By | International | 15-Nov-2025 19:42:57
India’s undergraduate applications to US colleges have dropped sharply, with new Common App data showing a 14% decline through the November 1 deadline for the 2025–26 admissions cycle.
The fall marks one of the most significant
year-on-year contractions among major international source countries,
signalling a cooling of interest at a time when global mobility patterns appear
to be shifting.
The decline is part of a broader retreat in
international applications across the Common App system, which recorded a 9%
drop in foreign applicants overall. This contrasts sharply with a 7% rise in
domestic U.S. applicants during the same period.
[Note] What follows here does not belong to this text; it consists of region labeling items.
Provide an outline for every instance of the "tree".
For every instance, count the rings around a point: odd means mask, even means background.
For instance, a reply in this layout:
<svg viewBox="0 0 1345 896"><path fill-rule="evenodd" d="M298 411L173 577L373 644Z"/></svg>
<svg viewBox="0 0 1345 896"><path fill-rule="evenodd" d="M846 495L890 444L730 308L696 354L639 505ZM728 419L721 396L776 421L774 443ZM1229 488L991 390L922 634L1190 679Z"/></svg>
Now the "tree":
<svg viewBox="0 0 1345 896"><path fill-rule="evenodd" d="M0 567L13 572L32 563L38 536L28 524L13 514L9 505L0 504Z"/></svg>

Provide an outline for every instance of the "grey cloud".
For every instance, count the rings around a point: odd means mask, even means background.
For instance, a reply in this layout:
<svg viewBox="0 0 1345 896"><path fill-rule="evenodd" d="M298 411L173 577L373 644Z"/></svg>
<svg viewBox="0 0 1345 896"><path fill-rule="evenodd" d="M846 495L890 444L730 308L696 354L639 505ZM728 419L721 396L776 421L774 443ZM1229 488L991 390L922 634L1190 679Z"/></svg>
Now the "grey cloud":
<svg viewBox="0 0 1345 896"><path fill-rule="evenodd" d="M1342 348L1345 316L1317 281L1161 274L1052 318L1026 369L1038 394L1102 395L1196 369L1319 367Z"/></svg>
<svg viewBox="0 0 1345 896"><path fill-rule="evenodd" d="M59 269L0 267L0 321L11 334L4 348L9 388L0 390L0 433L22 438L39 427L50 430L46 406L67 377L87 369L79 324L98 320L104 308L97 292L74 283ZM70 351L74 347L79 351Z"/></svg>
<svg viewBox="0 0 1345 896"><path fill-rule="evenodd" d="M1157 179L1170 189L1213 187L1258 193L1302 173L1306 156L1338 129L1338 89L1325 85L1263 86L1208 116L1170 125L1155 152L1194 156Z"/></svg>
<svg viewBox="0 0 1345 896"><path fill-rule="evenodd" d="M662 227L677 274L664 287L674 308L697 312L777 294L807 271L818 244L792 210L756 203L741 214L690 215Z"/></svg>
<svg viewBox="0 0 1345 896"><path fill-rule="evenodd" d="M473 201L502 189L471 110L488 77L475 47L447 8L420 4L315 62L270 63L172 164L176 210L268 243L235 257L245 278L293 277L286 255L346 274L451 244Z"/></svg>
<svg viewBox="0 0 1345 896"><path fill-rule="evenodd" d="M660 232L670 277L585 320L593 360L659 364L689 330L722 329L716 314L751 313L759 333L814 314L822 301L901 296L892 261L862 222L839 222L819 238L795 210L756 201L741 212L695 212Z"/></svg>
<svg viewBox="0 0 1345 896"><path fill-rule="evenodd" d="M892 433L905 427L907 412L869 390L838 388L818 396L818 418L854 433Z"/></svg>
The slide in Indian applicants led a regional
contraction across Asia, which saw a 9% decline overall. The Common App noted
that “this decline was driven by a substantial 14% drop in applicants from
India.” Africa recorded an even steeper fall of 18%, fuelled by a dramatic 43%
drop from Ghana.
Of the ten highest-volume international
countries, only Vietnam and Uzbekistan posted growth. Other key
contributors—including China, which remains the largest sender of international
applicants — also registered declines.
The contraction spanned all levels of
institutional selectivity, with the largest drops seen at colleges admitting
50–74% of applicants and those with admit rates above 75%.
Even as international numbers fell, the Common
App platform saw overall growth. A total of 962,284 distinct first-year
applicants applied to 916 returning member institutions—up 5% from last year.
Total applications jumped 10% to 4.71 million, and the average number of
applications per student rose to 4.9.
Applications surged among several US demographic
groups:
·
Black or African American applicants: +16%
·
Applicants identifying as Two or More Races: +11%
·
First-generation applicants: +12%
·
Fee-waiver-eligible applicants: +10%
Rural applicants recorded particularly strong
growth at 15%, compared to 6% from metropolitan areas.
Test score reporting also changed. The number
of applicants submitting scores increased by 11%, while non-reporters declined
by 1%. First-generation, underrepresented minority and fee-waiver-eligible
students continued to report scores at lower rates, though reporting rose
across all groups.
The Common App noted that the current year’s
international decline represents an acceleration from the previous cycle, when
foreign applicants had increased by 5% through the same November 1 deadline.
Key
international changes:
·
India: –14%
·
Asia overall: –9%
·
Africa: –18%
·
Ghana: –43%
·
Vietnam: Increase
·
Uzbekistan: Increase
The data suggests a shifting global admissions landscape — one where US domestic demand continues to rise even as international pathways undergo a recalibration.